From
http://www.forbes.com/2001/03/06/0306finance.html
Beating Tax Court
Shira J. Boss,
Forbes.com, 03.06.01, 7:00 AM ET
NEW YORK - Last year a writer went to the U.S. Tax Court and argued that he should be able to write off payments to prostitutes as research for a book. The Court ruled that this particular tab was a personal rather than business expense. But the Court did allow him to write off travel expenses for book research, something that the Internal Revenue Service had disallowed.
A commercial airline pilot represented himself in Tax Court after the IRS disallowed a deduction for haircuts and shoe shines.
He lost the point on the haircuts, but the Court ruled that shoe shines were part of the cost of keeping up a uniform, which is a deductible expense.
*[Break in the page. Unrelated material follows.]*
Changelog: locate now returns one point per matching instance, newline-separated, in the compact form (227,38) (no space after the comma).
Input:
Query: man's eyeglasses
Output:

Also, an excerpt from a search of Federal Tax Cases (this could be the one referenced in the Forbes article, I'm not sure):
MICHAEL C. TOTIN AND DANA E. TOTIN, Petitioners v. COMMISSIONER OF INTERNAL REVENUE, Respondent
Docket No. 9164-83.
UNITED STATES TAX COURT
T.C. Memo 1984-603; 1984 Tax Ct. Memo LEXIS 66; 49 T.C.M. (CCH) 122; T.C.M. (RIA) 84603
November 20, 1984.
[...]
Even if substantiated, the cost of haircuts and razor blades is not deductible. In Fryer v. Commissioner, T.C. Memo. 1974-26, this Court held that the cost of a commercial airline pilot's haircuts was a nondeductible personal expense, even though airline regulations required pilots to have haircuts on a regular basis. Similarly, the cost of the boots is not deductible as they are suitable for personal or private wear. See, e.g., Donnelly v. Commissioner, 262 F.2d 411 (2d. Cir. 1959), affg. 28 T.C. 1278 (1957); Yeomans v. Commissioner, 30 T.C. 757 (1958).